Arthur D. Little (ADL) has released the fourth edition of its influential Future of Automotive Mobility (FOAM) report, presenting a detailed analysis of current and future trends in the automotive industry. This year’s study, with insights from over 16,000 respondents across 25 countries, includes a comprehensive focus on the United Arab Emirates (UAE). The report examines car ownership, electric vehicles,
autonomous driving, and new mobility services within the UAE.

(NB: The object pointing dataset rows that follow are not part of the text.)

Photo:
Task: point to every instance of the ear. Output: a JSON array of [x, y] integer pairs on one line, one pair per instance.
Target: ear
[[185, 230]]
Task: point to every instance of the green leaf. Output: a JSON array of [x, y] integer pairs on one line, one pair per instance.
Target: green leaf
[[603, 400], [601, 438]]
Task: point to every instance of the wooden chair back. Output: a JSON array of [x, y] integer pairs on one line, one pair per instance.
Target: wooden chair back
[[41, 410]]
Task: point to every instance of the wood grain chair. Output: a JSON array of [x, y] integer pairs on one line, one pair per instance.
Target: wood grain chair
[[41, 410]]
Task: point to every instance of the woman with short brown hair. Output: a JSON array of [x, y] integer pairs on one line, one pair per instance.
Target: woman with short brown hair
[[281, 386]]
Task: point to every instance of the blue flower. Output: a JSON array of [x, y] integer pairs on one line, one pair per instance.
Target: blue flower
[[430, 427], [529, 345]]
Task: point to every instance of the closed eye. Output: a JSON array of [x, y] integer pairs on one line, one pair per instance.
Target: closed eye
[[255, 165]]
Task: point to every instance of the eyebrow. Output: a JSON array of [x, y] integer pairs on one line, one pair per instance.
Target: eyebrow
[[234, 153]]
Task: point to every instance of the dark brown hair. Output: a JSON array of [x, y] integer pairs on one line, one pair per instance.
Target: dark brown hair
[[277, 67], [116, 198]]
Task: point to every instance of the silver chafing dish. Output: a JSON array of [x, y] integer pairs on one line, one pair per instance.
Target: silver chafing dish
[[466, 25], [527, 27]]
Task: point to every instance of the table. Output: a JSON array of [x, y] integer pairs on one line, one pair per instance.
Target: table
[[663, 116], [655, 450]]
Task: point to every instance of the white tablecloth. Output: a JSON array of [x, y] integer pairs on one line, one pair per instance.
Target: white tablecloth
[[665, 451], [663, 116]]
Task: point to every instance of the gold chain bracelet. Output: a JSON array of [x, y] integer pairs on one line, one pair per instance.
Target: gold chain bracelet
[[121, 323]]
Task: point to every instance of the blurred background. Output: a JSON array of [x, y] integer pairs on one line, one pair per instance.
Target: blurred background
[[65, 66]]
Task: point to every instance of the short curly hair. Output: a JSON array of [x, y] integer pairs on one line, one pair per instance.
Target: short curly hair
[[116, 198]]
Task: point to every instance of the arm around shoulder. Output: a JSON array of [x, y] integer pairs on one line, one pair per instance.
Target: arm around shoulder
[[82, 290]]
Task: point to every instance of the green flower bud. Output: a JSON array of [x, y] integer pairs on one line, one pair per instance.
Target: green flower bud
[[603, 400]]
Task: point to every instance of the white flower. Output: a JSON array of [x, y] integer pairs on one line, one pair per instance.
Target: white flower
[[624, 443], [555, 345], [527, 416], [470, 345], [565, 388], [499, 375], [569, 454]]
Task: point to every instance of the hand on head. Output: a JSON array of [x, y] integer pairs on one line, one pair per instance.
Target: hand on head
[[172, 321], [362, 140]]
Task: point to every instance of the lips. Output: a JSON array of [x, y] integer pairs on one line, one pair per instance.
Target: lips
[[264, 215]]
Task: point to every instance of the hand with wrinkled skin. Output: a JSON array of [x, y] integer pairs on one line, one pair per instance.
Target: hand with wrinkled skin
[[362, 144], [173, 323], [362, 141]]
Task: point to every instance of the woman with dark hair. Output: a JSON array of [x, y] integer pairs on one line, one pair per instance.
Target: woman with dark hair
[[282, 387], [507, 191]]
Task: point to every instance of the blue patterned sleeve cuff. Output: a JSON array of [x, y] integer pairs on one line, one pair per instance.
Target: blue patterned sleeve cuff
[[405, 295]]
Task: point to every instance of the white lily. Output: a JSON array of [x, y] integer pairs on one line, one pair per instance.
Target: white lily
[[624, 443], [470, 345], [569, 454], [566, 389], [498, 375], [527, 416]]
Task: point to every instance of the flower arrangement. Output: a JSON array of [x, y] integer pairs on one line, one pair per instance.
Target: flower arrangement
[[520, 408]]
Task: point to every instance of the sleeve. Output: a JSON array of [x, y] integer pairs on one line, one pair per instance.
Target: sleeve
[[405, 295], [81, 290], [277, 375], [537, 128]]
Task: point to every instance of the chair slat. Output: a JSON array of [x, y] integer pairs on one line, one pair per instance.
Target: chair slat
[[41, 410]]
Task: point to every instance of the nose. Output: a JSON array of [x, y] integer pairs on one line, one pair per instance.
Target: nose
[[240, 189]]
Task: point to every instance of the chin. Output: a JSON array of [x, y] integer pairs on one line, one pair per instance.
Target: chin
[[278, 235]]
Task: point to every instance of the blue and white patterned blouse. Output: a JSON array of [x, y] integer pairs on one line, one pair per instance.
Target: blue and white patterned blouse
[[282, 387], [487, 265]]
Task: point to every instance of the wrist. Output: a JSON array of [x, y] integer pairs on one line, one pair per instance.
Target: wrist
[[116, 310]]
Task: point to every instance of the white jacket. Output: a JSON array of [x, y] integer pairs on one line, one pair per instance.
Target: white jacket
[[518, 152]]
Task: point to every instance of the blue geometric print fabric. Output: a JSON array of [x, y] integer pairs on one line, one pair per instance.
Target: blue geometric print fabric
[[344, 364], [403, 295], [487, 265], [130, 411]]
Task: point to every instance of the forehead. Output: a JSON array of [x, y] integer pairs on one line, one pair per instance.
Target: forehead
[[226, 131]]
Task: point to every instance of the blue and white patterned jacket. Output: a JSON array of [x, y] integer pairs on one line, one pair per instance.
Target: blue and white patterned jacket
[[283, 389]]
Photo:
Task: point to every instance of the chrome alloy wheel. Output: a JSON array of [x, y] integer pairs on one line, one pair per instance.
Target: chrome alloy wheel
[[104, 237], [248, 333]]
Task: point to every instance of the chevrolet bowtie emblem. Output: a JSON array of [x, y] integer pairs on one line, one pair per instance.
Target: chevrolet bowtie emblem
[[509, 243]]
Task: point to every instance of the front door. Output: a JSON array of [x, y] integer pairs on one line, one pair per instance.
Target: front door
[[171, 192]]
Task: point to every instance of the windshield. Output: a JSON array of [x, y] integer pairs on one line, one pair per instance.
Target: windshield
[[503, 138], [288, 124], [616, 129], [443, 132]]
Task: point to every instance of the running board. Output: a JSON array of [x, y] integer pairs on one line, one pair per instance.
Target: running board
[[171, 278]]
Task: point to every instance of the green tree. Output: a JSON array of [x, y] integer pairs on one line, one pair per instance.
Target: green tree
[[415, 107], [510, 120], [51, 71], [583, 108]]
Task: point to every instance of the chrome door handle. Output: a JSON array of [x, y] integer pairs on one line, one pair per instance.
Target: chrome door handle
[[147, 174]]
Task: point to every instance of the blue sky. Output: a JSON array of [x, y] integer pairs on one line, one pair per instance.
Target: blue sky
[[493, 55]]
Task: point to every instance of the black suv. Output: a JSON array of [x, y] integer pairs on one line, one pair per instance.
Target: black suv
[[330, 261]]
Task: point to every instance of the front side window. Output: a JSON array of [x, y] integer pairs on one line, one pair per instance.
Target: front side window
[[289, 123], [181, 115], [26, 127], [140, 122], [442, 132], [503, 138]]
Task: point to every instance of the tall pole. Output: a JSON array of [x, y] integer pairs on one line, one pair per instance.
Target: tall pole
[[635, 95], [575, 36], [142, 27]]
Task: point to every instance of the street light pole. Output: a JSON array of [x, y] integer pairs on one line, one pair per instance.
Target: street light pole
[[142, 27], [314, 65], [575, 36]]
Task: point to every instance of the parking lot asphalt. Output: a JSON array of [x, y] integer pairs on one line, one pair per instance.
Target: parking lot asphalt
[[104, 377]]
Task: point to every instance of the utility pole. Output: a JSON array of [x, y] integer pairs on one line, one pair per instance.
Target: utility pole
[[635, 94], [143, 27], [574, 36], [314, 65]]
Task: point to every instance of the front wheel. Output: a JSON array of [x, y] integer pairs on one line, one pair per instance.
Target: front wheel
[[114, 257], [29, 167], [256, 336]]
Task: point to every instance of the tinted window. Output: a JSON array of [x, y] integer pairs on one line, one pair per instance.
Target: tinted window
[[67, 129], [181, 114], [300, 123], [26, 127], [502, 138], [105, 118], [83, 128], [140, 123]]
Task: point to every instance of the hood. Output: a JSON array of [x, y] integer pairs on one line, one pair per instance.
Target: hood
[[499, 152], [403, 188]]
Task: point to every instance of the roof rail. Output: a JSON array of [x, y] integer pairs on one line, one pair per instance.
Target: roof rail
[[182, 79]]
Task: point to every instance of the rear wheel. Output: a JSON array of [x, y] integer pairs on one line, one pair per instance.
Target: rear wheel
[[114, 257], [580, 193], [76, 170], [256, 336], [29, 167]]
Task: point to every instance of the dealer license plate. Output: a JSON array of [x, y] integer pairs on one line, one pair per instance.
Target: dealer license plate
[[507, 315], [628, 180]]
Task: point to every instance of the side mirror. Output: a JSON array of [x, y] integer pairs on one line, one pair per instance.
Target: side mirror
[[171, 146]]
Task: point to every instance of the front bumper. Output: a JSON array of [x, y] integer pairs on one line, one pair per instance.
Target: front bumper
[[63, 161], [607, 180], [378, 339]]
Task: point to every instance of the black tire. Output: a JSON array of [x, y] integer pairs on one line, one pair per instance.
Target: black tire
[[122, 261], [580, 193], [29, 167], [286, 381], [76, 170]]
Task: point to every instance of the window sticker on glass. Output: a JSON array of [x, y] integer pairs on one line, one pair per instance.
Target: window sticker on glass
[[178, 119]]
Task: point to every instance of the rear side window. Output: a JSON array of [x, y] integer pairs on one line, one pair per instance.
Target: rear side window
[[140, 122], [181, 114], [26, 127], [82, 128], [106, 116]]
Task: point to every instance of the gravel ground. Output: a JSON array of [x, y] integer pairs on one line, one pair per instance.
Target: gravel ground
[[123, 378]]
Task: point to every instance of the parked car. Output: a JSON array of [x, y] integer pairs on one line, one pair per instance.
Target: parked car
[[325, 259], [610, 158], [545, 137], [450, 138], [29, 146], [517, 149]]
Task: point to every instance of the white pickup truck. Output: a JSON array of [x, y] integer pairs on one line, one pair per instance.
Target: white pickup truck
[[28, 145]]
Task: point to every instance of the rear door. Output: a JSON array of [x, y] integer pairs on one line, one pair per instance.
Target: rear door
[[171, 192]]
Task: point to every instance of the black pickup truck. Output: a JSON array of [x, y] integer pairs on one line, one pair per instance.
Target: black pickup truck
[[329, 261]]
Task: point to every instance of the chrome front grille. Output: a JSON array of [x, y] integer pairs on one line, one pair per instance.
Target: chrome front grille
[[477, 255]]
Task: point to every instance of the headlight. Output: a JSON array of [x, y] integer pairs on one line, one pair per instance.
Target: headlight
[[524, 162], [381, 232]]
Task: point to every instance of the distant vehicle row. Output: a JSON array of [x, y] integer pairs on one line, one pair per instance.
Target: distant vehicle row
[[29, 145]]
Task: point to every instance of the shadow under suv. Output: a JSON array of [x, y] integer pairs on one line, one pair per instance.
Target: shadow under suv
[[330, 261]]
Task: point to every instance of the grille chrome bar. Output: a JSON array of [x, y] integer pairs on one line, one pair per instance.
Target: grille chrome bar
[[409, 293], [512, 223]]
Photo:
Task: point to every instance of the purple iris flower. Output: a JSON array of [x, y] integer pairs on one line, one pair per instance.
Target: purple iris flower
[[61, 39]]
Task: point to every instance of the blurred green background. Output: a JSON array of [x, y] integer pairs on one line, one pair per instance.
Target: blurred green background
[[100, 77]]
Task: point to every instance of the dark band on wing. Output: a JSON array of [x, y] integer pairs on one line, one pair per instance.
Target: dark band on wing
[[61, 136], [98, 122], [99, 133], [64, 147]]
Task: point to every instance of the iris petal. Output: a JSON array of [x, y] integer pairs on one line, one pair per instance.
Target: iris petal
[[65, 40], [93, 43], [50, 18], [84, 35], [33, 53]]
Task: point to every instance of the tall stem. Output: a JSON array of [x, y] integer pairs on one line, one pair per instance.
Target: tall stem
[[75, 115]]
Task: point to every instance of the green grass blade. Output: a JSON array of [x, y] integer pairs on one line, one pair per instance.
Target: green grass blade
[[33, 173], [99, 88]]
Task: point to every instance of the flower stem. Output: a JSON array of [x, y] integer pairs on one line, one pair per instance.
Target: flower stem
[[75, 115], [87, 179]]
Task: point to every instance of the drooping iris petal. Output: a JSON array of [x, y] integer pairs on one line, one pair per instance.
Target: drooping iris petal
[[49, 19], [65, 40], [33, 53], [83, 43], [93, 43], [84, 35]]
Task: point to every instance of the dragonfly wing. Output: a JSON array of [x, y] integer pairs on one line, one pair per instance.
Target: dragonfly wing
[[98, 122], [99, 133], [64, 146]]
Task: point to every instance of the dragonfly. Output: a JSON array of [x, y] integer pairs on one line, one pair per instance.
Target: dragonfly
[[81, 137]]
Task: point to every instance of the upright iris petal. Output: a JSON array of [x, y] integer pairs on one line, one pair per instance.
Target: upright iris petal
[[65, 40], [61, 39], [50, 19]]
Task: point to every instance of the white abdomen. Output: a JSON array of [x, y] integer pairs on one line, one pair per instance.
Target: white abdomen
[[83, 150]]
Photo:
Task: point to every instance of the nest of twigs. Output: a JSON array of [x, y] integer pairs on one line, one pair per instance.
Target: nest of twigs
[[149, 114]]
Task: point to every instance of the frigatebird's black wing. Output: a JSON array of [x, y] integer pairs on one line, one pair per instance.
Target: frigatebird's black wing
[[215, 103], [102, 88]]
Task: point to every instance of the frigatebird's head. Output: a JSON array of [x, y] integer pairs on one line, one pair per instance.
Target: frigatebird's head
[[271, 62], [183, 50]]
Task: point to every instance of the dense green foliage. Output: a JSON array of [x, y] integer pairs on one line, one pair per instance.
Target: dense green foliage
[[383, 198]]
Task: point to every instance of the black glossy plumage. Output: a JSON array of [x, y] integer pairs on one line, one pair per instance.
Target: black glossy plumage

“The UAE is at the forefront of automotive innovation and consumer readiness for new mobility
solutions,” said Alan Martinovich, Partner and Head of Automotive Practice in the Middle East
and India at Arthur D. Little. “Our findings highlight the UAE’s significant interest in
transitioning to electric vehicles, favorable attitudes towards autonomous driving technologies,
and a strong inclination towards digital transactions in car purchases. These insights are critical
for automotive manufacturers and policymakers navigating the evolving landscape of the UAE
automotive market.”
Key Findings for the UAE:
1. Car Ownership:
o Over half of UAE respondents perceive that the importance of owning a car is
increasing, with the study showing the increase higher than any other major
region, including China.
o Approximately 80% of UAE respondents expressed interest in buying new (as
opposed to used) cars, above Europe and the USA which have mature used
vehicle markets

2. Shift to Electric and Hybrid Vehicles:
o While a high number of UAE respondents currently own internal combustion
engine (ICE) vehicles, more than half intend that their next vehicle have an
alternative powertrain, with significant interest in electric and plug-in hybrid
(PHEV) options. Less than 15% plan to opt for pure battery electric vehicles
(BEVs).

3. Emerging Mobility Trends:

o Ride-hailing services are the most popular new mobility option among UAE
residents, with higher usage rates than traditional car sharing and ride sharing.
The study indicates a strong openness to switching to alternative transport modes
given the quality and service levels available today.

4. Autonomous Vehicles:
o UAE consumers are among the most open globally to adopting autonomous
vehicles, with a significant increase in favorable attitudes from 32% in previous
years to 60% this year versus approximately 30% in mature markets. Safety
concerns, both human and machine-related, remain the primary obstacles to
broader adoption.

5. Car Purchasing Behavior and Sustainability:
o The internet has become a dominant channel for UAE residents throughout the car
buying process, from finding the right vehicle to arranging test drives and closing
deals. UAE car buyers visit dealerships an average of 3.9 times before making a
purchase, higher than any other region in the world, emphasizing the need for
efficient integration of online and offline experiences.
o Upwards of 53% of respondents from the region would prefer to ‘close the deal’
and complete the purchase of their car online, which is the highest for any region
in the world.
o Sustainability is a key factor cited by UAE consumers as influencing car choice.
The UAE scored among the top half of regions, highlighting the importance of
environmental considerations.

“Our study confirms the promising market opportunities for car manufacturers (OEMs) and
distributors in the UAE” commented Philipp Seidel, Principal at Arthur D. Little and co-Author
of the Global Study. “Consumers in the Emirates show a great and increasing appetite for cars
while being among the most demanding globally when it comes to latest vehicle technologies
and a seamless purchase and service experience.”
The comprehensive report, “The Future of Automotive Mobility 2024” by Richard Parkin and
Philipp Seidel, delves into global automotive trends and their impact on various regions,
including the UAE. This study is an invaluable tool for industry stakeholders seeking to navigate
and leverage the dynamic changes driving the future of mobility.